In re D.C.

WYNN, Judge.

Under N.C. Gen. Stat. § 7B-2407(c) (2005), a “court may accept an admission from a juvenile only after determining that there is a factual basis for the admission.” Here, the Juvenile argues that the State failed to provide sufficient information to establish a factual basis for his admission of guilt to felony larceny and attempted felony larceny of a vehicle valued at more than $1,000. Because the State failed to provide information in accordance with § 7B-2407 to establish that the stolen vehicle was valued at more than $1,000, we must vacate the Juvenile’s admission.

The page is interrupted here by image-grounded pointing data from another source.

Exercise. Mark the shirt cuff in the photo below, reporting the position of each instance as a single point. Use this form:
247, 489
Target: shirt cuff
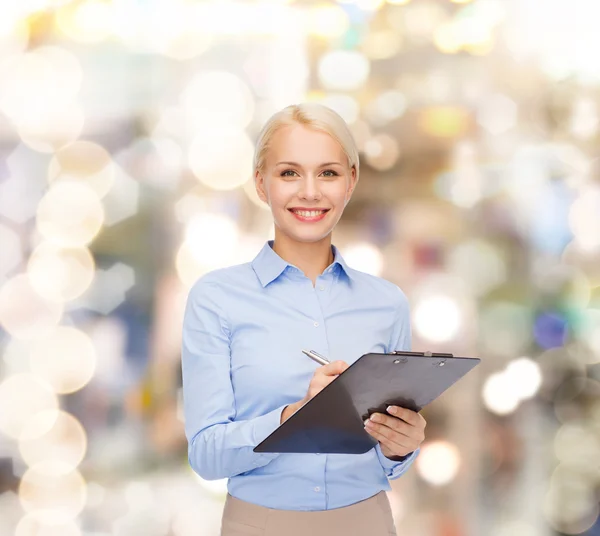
394, 469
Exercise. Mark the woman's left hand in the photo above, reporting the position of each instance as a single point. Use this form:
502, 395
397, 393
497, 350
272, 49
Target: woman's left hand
398, 434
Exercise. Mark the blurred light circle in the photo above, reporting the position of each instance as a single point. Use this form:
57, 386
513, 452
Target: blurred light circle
364, 257
328, 21
70, 214
345, 105
584, 219
188, 267
550, 329
343, 70
437, 318
55, 69
66, 359
46, 523
217, 100
10, 252
14, 36
65, 441
173, 31
53, 486
24, 314
444, 121
382, 44
525, 377
51, 128
84, 161
382, 152
212, 238
89, 21
570, 505
60, 274
577, 447
438, 462
479, 264
221, 159
386, 107
505, 328
67, 71
499, 394
22, 397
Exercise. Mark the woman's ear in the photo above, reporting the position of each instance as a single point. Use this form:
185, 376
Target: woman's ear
259, 183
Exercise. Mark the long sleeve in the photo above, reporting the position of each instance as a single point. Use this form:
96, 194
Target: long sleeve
219, 446
400, 340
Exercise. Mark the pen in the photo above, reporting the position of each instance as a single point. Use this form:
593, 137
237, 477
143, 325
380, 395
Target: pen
322, 360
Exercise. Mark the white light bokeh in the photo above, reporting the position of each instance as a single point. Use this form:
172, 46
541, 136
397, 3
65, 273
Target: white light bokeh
22, 397
60, 274
525, 377
46, 523
54, 486
65, 441
437, 318
221, 159
364, 257
66, 359
584, 219
24, 314
70, 214
438, 462
500, 396
343, 70
84, 161
216, 100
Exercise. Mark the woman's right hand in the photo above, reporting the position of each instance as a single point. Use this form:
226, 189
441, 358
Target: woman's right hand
322, 377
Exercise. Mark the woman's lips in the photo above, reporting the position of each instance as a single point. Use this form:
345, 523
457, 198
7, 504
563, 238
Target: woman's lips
318, 217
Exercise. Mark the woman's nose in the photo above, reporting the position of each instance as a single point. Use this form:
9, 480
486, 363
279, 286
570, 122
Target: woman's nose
309, 188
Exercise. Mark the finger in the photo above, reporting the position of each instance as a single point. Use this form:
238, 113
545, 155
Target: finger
397, 425
334, 368
394, 446
407, 415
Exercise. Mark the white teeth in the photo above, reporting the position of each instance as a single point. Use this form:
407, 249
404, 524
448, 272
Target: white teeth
308, 213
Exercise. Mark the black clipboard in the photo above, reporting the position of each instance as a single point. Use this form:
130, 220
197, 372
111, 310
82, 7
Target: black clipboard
332, 421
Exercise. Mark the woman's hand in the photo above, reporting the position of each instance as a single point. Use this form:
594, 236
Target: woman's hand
398, 434
322, 377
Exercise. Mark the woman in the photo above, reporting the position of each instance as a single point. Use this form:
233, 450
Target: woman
244, 329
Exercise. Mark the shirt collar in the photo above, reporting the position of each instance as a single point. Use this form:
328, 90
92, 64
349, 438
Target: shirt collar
268, 265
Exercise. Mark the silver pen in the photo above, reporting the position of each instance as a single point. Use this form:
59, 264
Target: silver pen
322, 360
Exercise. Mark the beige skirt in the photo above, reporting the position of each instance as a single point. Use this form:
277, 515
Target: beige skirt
371, 517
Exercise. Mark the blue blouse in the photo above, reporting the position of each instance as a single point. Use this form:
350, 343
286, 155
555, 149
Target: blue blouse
243, 332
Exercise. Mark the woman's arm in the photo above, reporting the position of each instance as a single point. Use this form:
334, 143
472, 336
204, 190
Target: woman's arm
218, 445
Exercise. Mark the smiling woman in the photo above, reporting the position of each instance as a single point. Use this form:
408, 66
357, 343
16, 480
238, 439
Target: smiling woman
246, 325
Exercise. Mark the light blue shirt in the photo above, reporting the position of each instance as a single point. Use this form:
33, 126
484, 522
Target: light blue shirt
244, 329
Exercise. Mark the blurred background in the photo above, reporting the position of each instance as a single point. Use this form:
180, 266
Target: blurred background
126, 136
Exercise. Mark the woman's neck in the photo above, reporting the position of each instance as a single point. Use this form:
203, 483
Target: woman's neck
310, 257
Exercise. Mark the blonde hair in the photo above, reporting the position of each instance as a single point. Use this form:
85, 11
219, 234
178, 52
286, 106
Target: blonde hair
312, 115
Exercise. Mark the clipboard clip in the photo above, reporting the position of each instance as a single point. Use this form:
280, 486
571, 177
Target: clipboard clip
424, 354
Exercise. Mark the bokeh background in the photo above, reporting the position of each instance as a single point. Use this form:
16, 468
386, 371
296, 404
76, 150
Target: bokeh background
126, 136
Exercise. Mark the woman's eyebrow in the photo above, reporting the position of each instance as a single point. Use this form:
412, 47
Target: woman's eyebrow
298, 165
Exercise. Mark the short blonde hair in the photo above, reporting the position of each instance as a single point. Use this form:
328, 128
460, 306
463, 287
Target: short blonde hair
312, 115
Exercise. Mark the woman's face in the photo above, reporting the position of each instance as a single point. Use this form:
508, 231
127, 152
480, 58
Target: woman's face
306, 181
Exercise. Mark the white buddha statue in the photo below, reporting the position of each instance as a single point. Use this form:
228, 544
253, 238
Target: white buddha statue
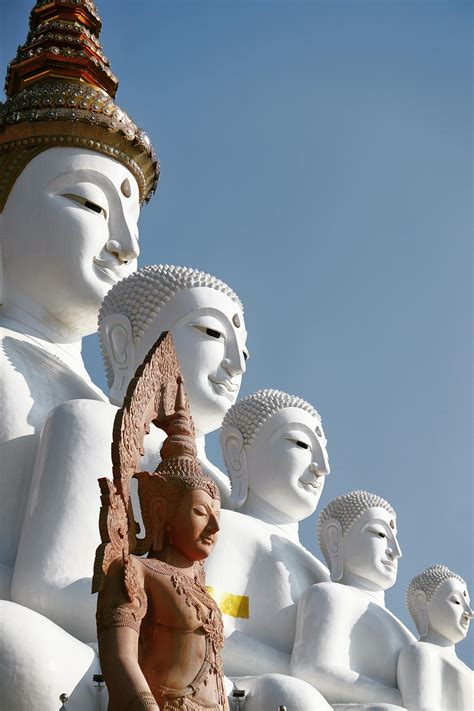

The Juvenile in this matter does not dispute that he stole a pickup truck; instead, the only issue on appeal is whether the State followed the mandate of section 7B-2407(c) to establish a factual basis for admitting the Juvenile’s plea.1 Under section 7B-2407(c), a “court may accept an admission only after determining that there is a factual basis for the admission.” Id. § 7B-2407(c). Significant to this appeal, that section further provides that: “This determination may be based upon any of the following information: a statement of the facts by the prosecutor; a written statement of the juvenile; sworn testimony which may include reliable hearsay; or a statement of facts by the juvenile’s attorney.” Id.

Here, the Juvenile offered an admission of guilt to the crimes of felony larceny and attempted felony larceny, which require proof that the stolen goods were valued at more than $1,000. Id. § 14-72(a). The trial court then adjudicated the Juvenile delinquent and entered a dis*248position and commitment order committing him to a youth development center for an indefinite commitment not to exceed his eighteenth birthday. Under section 7B-2407(c), the State was required to establish a factual basis that the truck was valued at more than $1,000 by providing “a statement of the facts by the prosecutor; a written statement of the juvenile; sworn testimony which may include reliable hearsay; or a statement of facts by the juvenile’s attorney.” Id. § 7B-2407(c); see also id. § 14-72(a).

However, the prosecutor’s statement of facts does not contain any statement or evidence that the pickup truck was worth more than $1,000. Moreover, the record includes no “written statement of the juvenile; sworn testimony ... or a statement of facts by the juvenile’s attorney” that indicates that the truck was valued at more than $1,000. Indeed, while the juvenile petition lists the value of the pickup truck as $5,000, the statute does not provide that a juvenile petition may serve as information for determining that there is a factual basis for admitting a juvenile’s plea.

Since the State failed to provide information in compliance with section 7B-2407 to establish a factual basis for admitting the Juvenile’s plea, we must vacate the Juvenile’s admission of guilt in this matter. In vacating the Juvenile’s admission, we are guided by our Supreme Court’s decision in State v. Weathers. 339 N.C. 441, 451 S.E.2d 266 (1994). In Weathers, the Supreme Court held that the trial court failed to comply with N.C.G.S. § 15A-1022(c) in determining there was a factual basis for defendant’s guilty plea. Id. at 453, 451 S.E.2d at 273; see also In re Johnson, 32 N.C. App. 492, 493, 232 S.E.2d 486, 487-88 (1977) (stating that an admission by a juvenile “is the equivalent to a plea of guilty by an adult in a criminal prosecution.”). Instructively, our Supreme Court stated: “There was no factual basis for defendant’s guilty plea to the charge of failure to appear for trial; thus, it was error for the trial court to accept defendant’s guilty plea. The guilty plea and the judgment based thereon are hereby vacated.” Weathers, 339 N.C. at 453, 451 S.E.2d at 273. Following Weathers, we vacate the Juvenile’s admission to felony larceny and the disposition and commitment order based thereon.

Vacated.

Judge BRYANT concurs. Judge JACKSON concurs in the result only by separate opinion.

. The State’s motion to dismiss the appeal for lack of jurisdiction is denied.